Le gouvernement veut faire taire toute opposition et ne veut pas que soient diffusées des informations qui dénoncent l’incompétence du gouvernement. Cette mesure confère à la police des pouvoirs étendus lui permettant de procéder à des interpellations et des fouilles dans la région, et elle interdit toute manifestation ainsi que la production et la distribution de journaux et de tracts non autorisés. Erdogan a d’ailleurs rapidement exprimé des menaces contre toute l’opposition et la population 2 jours après le séisme : “ceux qui tentent de diviser le peuple par de fausses informations seront suivis de près […] les procureurs feront le nécessaire contre ceux qui tentent de créer un chaos social”.

Par ailleurs, une propagande ultra-raciste a été propagée par le Président d’extrême-droite du Parti de la Victoire Umit Ozdag envers la population syrienne accusée de pillage alors qu’ils osent à peine demander de l’aide par peur des représailles. [NDLR: ces deux dernières phrases ont été rajoutées par rapport à l’article original.]

Erdoğan et le parti au pouvoir vont profiter du tremblement de terre pour accroître leurs pouvoirs et bafouer les droits démocratiques. Compte tenu de la réponse consternante du gouvernement, il n’est pas exclu que les élections de mai soient annulées ou reportées.

L’échec d’un système capitaliste en déliquescence est illustré graphiquement par ce tremblement de terre qui a frappé la Turquie et la Syrie. Les responsables de ces deux pays n’ont pas réussi à fournir des maisons, une sécurité et des ressources de base aux personnes touchées par de telles catastrophes.

Dans la Syrie déchirée par la guerre, les infrastructures étaient déjà très faibles en raison de la guerre civile. Et les zones du nord de la Syrie tenues par le gouvernement et les rebelles n’ont pas su répondre à la crise. Des milliers de personnes sont mortes à ce jour et les survivants dorment dehors dans le froid. Des rapports font état d’un manque d’accès à l’eau potable.

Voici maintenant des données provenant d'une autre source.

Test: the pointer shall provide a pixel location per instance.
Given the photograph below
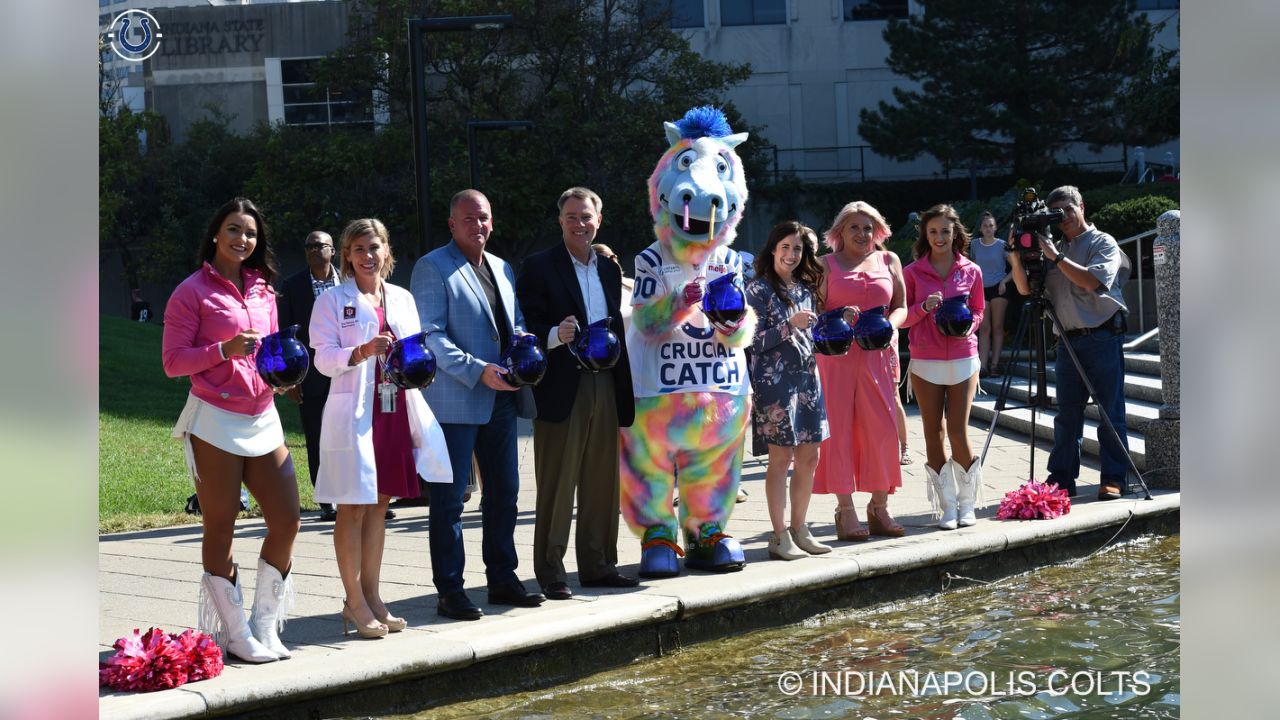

Les gouvernements occidentaux et les médias ont largement ignoré ou traité comme secondaire la détresse de la population syrienne frappée par le tremblement de terre. Pourtant, les interventions militaires des puissances occidentales dans la longue guerre civile ont contribué à mettre la Syrie à genoux. L’administration Biden maintient ses sanctions contre le régime du président Assad, ce qui empêche les secours d’atteindre les zones sinistrées par le séisme.

En Turquie, l’ampleur de cette catastrophe a été aggravée par l’incompétence du régime d’Erdoğan qui a ignoré les codes de construction et n’avait aucun plan pour secourir les gens. De plus, il a dressé des obstacles bureaucratiques devant les personnes et les organisations qui voulaient aider en bloquant l’accès des camions de fournitures et des engins de chantier.

Pour commencer à guérir cette tragédie, il faut des politiques socialistes, telles qu’un programme de construction de logements d’urgence de masse, résistants aux tremblements de terre et abordables, et un service national de santé entièrement financé avec des augmentations de salaire à l’abri de l’inflation pour les travailleurs de la santé. Parallèlement à ces mesures immédiates, la nationalisation des industries du logement, de l’alimentation et de l’approvisionnement en eau sous le contrôle démocratique de la classe ouvrière est nécessaire, afin de mettre un terme aux profits des grandes entreprises.

Sans aucun doute, ce tremblement de terre va approfondir la crise pour le régime d’Erdoğan et le capitalisme turc. Il est trop tôt pour évaluer l’humeur de la société turque, mais la colère contre le régime est déjà clairement visible.

Ce n’est que dans une économie socialiste planifiée, avec la production et la distribution sous le contrôle de la classe ouvrière, que nous pouvons créer un monde où les besoins de la société sont satisfaits plutôt que ceux des milliardaires, afin d’éviter ces tragédies, en premier lieu.